There's so much discussion out there about China's rise, its territorial quarrels with neighbours and the risk (some would say inevitability) of eventual conflict between the great powers that we rarely step back to think outside the terms of this power struggle. What if China just decided not to compete with its regional neighbours and the US?
Breaking Defense reports on a recent speech by strategist Edward Luttwak (video above):
Beijing has stumbled into a strategy of offending most of its neighbors at once: Japan, India, Vietnam (which Japan and India are now helping build a submarine fleet), the Philippines – “It’s hard to find a quarrel with the Philippines,” he said, “you have to make a real effort” – and even South Korea. “The least necessary Chinese quarrel is with the Republic of Korea,” he sighed, “the only country I saw entering voluntarily the Chinese orbit, becoming voluntarily a Chinese client, until China decided to kick them in the shins over a submerged rock.”

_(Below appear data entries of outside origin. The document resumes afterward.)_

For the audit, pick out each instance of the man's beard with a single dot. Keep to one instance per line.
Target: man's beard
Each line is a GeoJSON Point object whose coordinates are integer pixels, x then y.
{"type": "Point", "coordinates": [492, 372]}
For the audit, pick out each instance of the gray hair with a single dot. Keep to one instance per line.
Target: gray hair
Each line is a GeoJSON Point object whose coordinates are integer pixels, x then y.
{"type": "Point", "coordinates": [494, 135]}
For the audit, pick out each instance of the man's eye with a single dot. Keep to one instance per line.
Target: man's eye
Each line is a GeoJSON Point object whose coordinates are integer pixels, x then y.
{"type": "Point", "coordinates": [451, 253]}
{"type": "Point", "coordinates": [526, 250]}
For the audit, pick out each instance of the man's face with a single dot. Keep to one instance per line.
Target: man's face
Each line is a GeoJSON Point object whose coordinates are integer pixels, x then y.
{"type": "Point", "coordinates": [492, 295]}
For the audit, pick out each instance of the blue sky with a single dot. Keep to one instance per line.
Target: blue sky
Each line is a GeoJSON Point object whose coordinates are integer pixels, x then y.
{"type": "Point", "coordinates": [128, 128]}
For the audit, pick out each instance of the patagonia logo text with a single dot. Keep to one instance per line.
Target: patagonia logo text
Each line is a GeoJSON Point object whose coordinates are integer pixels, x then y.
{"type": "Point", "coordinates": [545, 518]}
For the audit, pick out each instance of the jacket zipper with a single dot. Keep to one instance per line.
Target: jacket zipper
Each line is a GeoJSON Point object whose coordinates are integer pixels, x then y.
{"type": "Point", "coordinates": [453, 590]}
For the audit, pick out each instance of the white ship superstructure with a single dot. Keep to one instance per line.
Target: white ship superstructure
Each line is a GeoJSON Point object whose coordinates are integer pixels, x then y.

“You’re supposed to quarrel with people one at a time – but if you’re getting so rich so fast, you shouldn’t quarrel at all,” said Luttwak. In China today, however, we see “the triumph of emotion. [The desire to] humiliate foreigners, beat foreigners, overcomes the rational mind that said, ‘do nothing, just wait.’” The best strategy for a rapidly growing country is to reassure its neighbors, be patient, and to keep getting stronger until people give you what you want without a fight.
That’s what Germany should have done circa 1900, instead of heading down the path of provocation to World War I. Kaiser Wilhelm’s Germany is a favorite analogy of scholars (alarmists invoke Hitler’s Germany instead) because its combination of rapidly growing power and deeply rooted insecurity – like China’s the result of generations of foreign invasion and occupation – made it a country with a chip on its shoulder. But the lesson isn’t that World War I was inevitable: It’s that it wasn’t.
“All they had to do was have no army and no navy and they’d become the kings of Europe” by their economic influence, “which is exactly what is happening now,” said Luttwak.